| 要旨トップ | 目次 | 日本生態学会第67回全国大会 (2020年3月、名古屋) 講演要旨
ESJ67 Abstract


一般講演(ポスター発表) P1-PD-495  (Poster presentation)

雲取山のコメツガ林におけるニホンジカが倒木更新に及ぼす影響
The impact on regeneration on fallen trees of Tsuga diversifolia forest by Cervus nippon in Mt. Kumotori.

*唐津勇人(東京農工大・院・農), 星野義延(東京農工大・院・農), 岩崎浩美(東京都水道局), 千葉徹也(東京都水道局), 佐藤萌子(東京都水道局)
*Karatsu HAYATO(Tokyo Univ. of Agri. & Tech.), Yoshinobu HOSHINO(Tokyo Univ. of Agri. & Tech.), Hiromi IWASAKI(Tokyo Waterworks Bureau), Tetsuya CHIBA(Tokyo Waterworks Bureau), Moeko SATO(Tokyo Waterworks Bureau)
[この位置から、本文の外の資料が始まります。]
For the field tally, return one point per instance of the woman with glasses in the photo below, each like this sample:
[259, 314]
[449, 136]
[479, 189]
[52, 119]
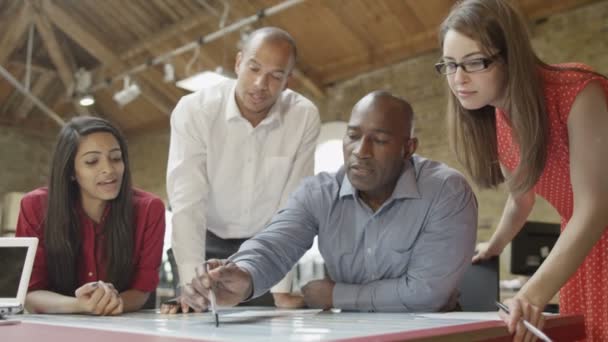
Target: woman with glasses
[542, 129]
[100, 240]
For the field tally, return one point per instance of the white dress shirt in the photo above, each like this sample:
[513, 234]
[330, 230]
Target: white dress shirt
[229, 177]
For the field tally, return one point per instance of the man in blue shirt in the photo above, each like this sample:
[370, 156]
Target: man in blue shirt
[396, 231]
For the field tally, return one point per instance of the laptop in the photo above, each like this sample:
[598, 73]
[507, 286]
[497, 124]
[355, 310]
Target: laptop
[16, 260]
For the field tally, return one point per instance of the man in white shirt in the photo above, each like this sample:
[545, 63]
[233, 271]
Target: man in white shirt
[238, 149]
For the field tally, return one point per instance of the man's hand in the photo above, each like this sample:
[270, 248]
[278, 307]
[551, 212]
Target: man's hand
[288, 300]
[177, 305]
[99, 298]
[230, 283]
[318, 294]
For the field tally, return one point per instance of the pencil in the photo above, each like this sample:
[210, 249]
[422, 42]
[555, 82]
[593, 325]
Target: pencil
[537, 332]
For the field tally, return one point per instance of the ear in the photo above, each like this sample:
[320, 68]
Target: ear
[410, 147]
[288, 80]
[237, 63]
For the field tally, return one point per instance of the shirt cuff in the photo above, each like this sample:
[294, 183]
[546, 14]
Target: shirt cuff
[285, 285]
[346, 297]
[252, 272]
[187, 272]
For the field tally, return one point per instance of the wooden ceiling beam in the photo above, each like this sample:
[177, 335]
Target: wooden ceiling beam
[388, 54]
[17, 28]
[41, 84]
[35, 67]
[148, 79]
[165, 34]
[55, 51]
[308, 83]
[553, 7]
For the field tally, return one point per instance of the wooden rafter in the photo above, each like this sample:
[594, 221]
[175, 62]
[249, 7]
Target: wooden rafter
[11, 37]
[348, 67]
[99, 50]
[40, 86]
[57, 54]
[166, 34]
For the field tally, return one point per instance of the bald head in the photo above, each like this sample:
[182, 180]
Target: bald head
[272, 35]
[389, 104]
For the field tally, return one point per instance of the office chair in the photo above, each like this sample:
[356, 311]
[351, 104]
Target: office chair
[479, 287]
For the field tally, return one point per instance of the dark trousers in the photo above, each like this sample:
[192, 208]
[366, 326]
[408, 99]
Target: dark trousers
[218, 248]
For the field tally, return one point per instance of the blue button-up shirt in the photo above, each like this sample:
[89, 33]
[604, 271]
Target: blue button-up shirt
[409, 255]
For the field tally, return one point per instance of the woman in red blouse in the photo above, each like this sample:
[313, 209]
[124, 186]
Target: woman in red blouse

 奥多摩地域のニホンジカ個体数は1990年代後半より急激に増加し, 自然植生への影響が報告されるようになり, 2006年には東京都により, 雲取山の亜高山帯に成立するコメツガ林を囲うシカ柵が設置された. 日本の亜高山帯針葉樹林のササ優占型林床では, 実生の発生や稚樹の生育が古い倒木や根株の上に限られる傾向にある. したがって, 亜高山帯針葉樹林の森林更新を検討するためには, 倒木更新に着目することが重要と考えられるが, 倒木の腐朽度やコケ被度といった他の要因と比較し, シカ柵が倒木更新にどの程度影響を及ぼすのかを研究した例はない. そこで本研究では, 雲取山のコメツガ林を調査地とし, ササ優占・不在のスタンドにおいてシカ柵を含めた様々な環境要因と, 高木性樹種の更新状況との関係を明らかにすることを目的とする.
 ササ優占・不在の柵内外において倒木の腐朽度とコケ被度, 調査スタンド (100㎡) のササ高さと開空度を測定し, 倒木上の実生 (高さ (H) ≦10cm) と小稚樹 (10cm<H≦100cm) の種名と高さを記録した. また, 調査スタンド内の大稚樹 (1m<H≦7m) の種名と高さ, 調査エリア (225㎡) 内の成木 (7m<H) の種名とDBHを記録した.
 コメツガ, シラビソ, カバノキ属, その他の広葉樹の4つの樹種区分において, 環境要因 (ササ高さ, 腐朽度, 柵有無, コケ被度, 開空度) と成木の胸高断面積が実生・小稚樹・大稚樹に与える影響を解析した. 腐朽度とコケ被度がコメツガの実生・小稚樹本数に正の影響を与えており, コメツガの倒木更新に重要であることが分かった. またササ高さと開空度がコメツガに負の影響, カバノキ属に正の影響を与えていたことから, ササ優占地はカバノキ属の更新サイトとして機能すると考えられる. シカ柵は全ての樹種の大稚樹の生存に正の影響を与え, 更新には非常に重要であることが分かった. 一度ササ草原になると森林へと回復させるのは難しいため, 現在高木が残存しているササ優占地に柵を設置する必要があると考えられる.